Another dry joke? If so, this time nobody laughed. Adamov stepped toward a large box that stood at the front of the stage and flicked a switch, illuminating a white square of light on a large screen. An overhead projector, the first Vasin had ever seen.
“Every day newcomers arrive to assist in the final assembly of RDS-220. To them, welcome. And I have an announcement to make to all of you. After receiving the reports of all the laboratory heads, I have concluded that all is in place to finally set a date for the test that we have all been anticipating so eagerly. The date is October thirtieth. We have reached the final stage of preparation. Nine days from now, the world will see the might, the glory, and the genius of peace-loving Soviet science.”
A low murmur ran through the hall. Adamov stabbed the whispering down with an icy glance.
“As I was saying. For the newcomers, and for all of us, a reminder of our fundamental questions. This device has some… new features. The consequences of this test will be hard to predict.”
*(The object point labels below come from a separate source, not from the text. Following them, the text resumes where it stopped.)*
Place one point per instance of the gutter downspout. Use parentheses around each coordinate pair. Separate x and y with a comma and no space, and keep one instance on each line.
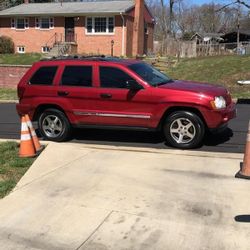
(123,33)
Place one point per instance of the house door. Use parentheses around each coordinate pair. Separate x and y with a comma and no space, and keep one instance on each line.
(69,29)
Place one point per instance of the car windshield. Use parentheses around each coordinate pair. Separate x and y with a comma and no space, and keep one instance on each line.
(150,74)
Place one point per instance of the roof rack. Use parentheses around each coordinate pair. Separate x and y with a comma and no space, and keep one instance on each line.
(77,57)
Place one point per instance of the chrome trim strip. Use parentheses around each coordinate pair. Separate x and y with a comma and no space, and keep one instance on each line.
(112,115)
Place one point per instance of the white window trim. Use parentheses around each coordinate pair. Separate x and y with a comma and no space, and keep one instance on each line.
(13,23)
(93,33)
(20,51)
(45,52)
(38,23)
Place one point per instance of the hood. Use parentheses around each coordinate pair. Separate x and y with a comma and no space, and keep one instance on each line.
(196,87)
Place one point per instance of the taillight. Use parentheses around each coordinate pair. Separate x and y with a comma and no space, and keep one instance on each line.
(20,92)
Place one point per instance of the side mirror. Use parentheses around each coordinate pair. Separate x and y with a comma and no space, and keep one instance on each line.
(133,85)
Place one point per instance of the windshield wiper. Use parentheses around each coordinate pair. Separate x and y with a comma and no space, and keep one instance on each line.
(162,83)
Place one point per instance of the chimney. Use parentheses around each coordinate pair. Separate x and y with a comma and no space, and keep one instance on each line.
(138,29)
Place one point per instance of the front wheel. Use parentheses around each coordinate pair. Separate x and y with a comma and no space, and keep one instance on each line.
(54,125)
(184,130)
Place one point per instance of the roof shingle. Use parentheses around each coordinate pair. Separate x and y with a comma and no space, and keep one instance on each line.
(69,8)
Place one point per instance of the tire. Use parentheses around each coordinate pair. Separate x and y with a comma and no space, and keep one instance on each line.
(184,130)
(54,125)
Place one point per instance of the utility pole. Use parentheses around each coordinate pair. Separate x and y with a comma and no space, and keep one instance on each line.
(238,27)
(171,16)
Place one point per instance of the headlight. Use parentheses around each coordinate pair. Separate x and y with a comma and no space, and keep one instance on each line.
(219,102)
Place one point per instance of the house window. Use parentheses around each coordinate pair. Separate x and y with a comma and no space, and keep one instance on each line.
(21,49)
(45,49)
(100,25)
(45,23)
(20,23)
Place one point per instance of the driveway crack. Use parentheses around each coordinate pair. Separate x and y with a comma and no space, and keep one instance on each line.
(95,230)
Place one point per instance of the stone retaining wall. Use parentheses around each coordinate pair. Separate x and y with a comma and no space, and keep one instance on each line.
(11,74)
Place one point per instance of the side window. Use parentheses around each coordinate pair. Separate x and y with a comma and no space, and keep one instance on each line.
(113,78)
(77,76)
(44,76)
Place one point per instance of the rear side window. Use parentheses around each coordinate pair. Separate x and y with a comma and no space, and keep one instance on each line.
(113,78)
(77,76)
(44,76)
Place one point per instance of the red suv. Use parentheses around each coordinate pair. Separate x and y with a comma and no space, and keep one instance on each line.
(116,93)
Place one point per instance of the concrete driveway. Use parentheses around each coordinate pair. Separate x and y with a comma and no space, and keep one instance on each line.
(93,197)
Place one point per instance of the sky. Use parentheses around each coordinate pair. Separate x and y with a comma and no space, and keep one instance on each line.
(198,2)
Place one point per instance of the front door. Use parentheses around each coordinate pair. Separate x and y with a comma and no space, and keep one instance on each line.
(69,29)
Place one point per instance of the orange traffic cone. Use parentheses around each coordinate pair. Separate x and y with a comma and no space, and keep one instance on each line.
(26,144)
(36,142)
(244,172)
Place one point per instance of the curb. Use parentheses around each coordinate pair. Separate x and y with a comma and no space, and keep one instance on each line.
(236,156)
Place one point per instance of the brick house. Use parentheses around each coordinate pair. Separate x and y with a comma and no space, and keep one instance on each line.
(118,27)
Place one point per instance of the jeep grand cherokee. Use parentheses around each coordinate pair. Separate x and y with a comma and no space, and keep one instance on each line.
(118,93)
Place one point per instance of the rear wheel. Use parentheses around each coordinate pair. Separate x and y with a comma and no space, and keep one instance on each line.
(54,125)
(184,130)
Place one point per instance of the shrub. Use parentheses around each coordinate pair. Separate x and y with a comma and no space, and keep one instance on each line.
(6,45)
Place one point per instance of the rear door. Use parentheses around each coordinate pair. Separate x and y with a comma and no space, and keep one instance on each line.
(118,105)
(77,91)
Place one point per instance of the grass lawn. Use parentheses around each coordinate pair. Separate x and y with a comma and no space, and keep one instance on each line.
(20,59)
(8,94)
(12,168)
(222,70)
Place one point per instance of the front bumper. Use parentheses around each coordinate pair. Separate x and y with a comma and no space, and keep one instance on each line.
(218,118)
(23,109)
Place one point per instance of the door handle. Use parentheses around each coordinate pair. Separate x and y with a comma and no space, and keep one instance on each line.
(63,93)
(105,95)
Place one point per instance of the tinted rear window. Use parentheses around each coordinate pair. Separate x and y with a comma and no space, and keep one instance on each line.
(113,78)
(77,76)
(44,76)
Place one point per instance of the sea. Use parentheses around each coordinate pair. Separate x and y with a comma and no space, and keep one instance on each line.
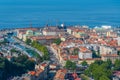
(39,13)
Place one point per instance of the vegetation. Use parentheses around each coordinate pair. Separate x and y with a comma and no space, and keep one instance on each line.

He began writing formulas with a scarlet marker on a transparent sheet on the projector’s screen, tapping the point on the glass for emphasis. “It. Is. Our. Patriotic. Task. To. Calculate. Them… There are great unknowns we have yet to grasp. Consider the work of Dr. Smirnov on fusing hydrogen nuclei with their heavy brothers tritium and deuterium. The behavior of superheated plasma, gases hotter than the heart of the sun, during the milliseconds after core detonation. The consequences of scaling up the tried-and-tested thermonuclear reactions to a hitherto unknown scale. What happens when we double it? Multiply it by ten? A thousand? At this kind of scale, gentlemen, we encounter new parameters: the solidity of the earth’s crust. The behavior of the atmosphere in different thermoclines. The point at which we may ignite a chain reaction in atmospheric water. And this is the point that we address today. But first, for the benefit of the newcomers, we remind ourselves of some ancient history. Our old friend RDS-100. Back in 1951.”